I’m usually hesitant to read contemporary LDS fiction novels, as I have read too many which have been formulaic, stilted, in desperate search of a plot, or just painful or boring to read. Thankfully, The Bishop’s Wife suffers from none of these struggles; it’s an engaging read, with a compelling mystery that had me puzzling about the plot as I went about my day, and sneaking a couple of pages in at every opportunity.
I have read many of Mette Ivie Harrison’s non-contemporary novels (such as Mira, Mirror and The Princess and The Hound) and while I am a happily devoted fan of the fantasy/sci-fi/fable genres, The Bishop’s Wife was a very welcome and skilled immersion into contemporary fiction. In particular, I appreciated how the title character, Linda, was not painted as a paragon of a woman, or endowed with increased spirituality or discernment simply because she was the bishop’s wife, or the main character. Linda struggles with the demands put on her by loved ones and irritating people in her ward, she makes snap judgments and really dislikes some people – exactly how real people (how we) can be in our lives. The ongoing complications and effects of situations from long ago still resonate in Linda’s life, and the difficulties and rash decisions Linda makes are not sugar coated, unbelievable or unrealistic. I also appreciated how the patriarchal structure of the church is presented, and the ongoing struggles different characters have with the interpretation thereof in many areas of faith and life.

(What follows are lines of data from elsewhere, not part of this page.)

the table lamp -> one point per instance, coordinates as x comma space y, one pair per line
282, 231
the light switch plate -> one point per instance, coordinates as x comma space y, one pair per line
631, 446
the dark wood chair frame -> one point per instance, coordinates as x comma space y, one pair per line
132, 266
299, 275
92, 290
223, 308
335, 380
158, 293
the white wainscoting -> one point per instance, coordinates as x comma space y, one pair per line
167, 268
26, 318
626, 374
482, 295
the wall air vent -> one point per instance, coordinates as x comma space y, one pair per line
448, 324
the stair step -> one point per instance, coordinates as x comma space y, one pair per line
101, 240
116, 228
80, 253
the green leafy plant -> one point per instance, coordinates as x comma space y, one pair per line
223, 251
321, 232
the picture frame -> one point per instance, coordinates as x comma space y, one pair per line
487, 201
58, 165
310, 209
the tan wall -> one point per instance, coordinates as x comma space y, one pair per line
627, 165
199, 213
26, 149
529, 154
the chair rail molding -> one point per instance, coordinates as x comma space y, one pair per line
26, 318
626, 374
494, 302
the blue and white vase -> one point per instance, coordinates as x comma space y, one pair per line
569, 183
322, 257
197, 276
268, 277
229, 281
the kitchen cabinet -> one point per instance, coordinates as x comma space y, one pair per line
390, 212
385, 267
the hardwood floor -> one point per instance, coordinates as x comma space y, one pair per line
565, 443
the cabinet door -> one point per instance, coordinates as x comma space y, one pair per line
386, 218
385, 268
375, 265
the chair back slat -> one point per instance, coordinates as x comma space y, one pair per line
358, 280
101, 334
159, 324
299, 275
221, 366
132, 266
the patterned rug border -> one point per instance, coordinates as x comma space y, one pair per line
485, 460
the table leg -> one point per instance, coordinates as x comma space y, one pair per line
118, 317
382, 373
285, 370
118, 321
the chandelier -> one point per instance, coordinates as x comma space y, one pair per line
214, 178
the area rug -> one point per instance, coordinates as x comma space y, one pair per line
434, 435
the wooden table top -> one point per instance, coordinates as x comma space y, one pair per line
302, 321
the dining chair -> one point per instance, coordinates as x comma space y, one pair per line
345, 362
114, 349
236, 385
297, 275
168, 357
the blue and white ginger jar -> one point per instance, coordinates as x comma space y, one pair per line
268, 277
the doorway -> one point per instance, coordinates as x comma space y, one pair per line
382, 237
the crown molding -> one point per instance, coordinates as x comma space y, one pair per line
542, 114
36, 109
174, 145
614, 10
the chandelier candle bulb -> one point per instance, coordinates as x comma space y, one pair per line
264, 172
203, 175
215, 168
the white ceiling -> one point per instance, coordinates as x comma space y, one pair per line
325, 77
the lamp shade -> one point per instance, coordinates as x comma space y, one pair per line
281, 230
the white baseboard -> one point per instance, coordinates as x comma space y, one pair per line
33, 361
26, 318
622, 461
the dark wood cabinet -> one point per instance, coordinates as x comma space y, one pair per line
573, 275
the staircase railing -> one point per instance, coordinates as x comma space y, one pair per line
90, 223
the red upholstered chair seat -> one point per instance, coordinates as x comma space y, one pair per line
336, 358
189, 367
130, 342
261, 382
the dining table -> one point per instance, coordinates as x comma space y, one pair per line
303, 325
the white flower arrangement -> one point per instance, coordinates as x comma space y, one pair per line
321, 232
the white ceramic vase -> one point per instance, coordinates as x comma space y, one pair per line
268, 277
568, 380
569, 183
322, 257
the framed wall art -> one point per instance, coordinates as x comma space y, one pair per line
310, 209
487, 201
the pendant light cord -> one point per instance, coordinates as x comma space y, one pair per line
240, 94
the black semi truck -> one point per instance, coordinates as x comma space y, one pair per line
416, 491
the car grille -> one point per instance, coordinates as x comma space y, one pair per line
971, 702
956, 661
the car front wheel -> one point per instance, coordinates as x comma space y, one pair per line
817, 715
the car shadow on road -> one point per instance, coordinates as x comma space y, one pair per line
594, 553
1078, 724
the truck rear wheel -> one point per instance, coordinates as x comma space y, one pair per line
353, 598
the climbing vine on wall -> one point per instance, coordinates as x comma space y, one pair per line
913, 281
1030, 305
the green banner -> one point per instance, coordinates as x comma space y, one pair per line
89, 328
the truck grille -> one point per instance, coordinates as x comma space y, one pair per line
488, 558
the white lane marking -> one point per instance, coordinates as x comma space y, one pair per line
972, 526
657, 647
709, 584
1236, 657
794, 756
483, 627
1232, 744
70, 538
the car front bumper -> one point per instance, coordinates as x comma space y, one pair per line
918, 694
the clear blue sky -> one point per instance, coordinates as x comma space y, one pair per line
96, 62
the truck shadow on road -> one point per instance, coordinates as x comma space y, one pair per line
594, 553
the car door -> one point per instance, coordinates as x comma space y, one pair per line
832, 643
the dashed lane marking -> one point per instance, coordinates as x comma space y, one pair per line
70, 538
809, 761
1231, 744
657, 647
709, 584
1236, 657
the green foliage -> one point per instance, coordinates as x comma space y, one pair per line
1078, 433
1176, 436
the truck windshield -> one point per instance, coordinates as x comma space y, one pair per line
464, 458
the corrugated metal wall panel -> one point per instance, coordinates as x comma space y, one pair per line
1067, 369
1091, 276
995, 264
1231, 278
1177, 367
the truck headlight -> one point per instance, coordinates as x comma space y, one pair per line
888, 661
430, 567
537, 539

The Bishop’s Wife is a mystery story, but is also an honest exploration of how women can be pulled in too many directions by personal history, the best of intentions, sick individuals and loved ones. This is not a light, fluffy, Disney fairy-tale story, but it’s all the more honest, compelling and relatable because of it.

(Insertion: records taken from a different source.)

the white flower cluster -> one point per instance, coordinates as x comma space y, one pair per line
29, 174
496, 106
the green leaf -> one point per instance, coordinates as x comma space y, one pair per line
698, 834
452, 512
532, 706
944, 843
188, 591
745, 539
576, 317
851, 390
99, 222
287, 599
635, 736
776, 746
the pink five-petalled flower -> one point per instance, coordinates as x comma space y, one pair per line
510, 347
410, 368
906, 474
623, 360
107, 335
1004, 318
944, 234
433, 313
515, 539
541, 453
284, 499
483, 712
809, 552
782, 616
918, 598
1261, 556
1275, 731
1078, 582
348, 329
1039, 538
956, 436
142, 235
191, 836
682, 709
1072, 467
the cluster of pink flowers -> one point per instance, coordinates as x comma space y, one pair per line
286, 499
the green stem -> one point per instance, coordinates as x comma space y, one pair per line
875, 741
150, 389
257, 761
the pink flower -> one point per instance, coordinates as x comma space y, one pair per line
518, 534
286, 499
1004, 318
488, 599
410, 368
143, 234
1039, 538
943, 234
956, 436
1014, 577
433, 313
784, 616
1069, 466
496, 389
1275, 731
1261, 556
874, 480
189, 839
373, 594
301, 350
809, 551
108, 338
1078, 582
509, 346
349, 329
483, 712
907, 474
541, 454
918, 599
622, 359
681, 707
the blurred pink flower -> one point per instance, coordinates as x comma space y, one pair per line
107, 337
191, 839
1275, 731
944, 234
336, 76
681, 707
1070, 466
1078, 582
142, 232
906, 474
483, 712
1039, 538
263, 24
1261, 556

- Anyone looking for a believable, non-perfect LDS woman lead character in a contemporary tale
- Those who like mysteries (especially those that aren’t easily solved)
- Those who like more reality than Disney in their fiction
Not recommended for:
- Those looking for a light, fluffy read
Rated: M – Some themes of grief, marital strife, spousal/child abuse, emotional abuse
Note: My copy of The Bishop’s Wife was given free to me by Mette Ivie Harrison for review purposes.
What is an LDS novel you have enjoyed? Do you enjoy contemporary and/or LDS fiction – why or why not? Who is your favourite believable character in fiction? Have you read Mette Ivie Harrison before?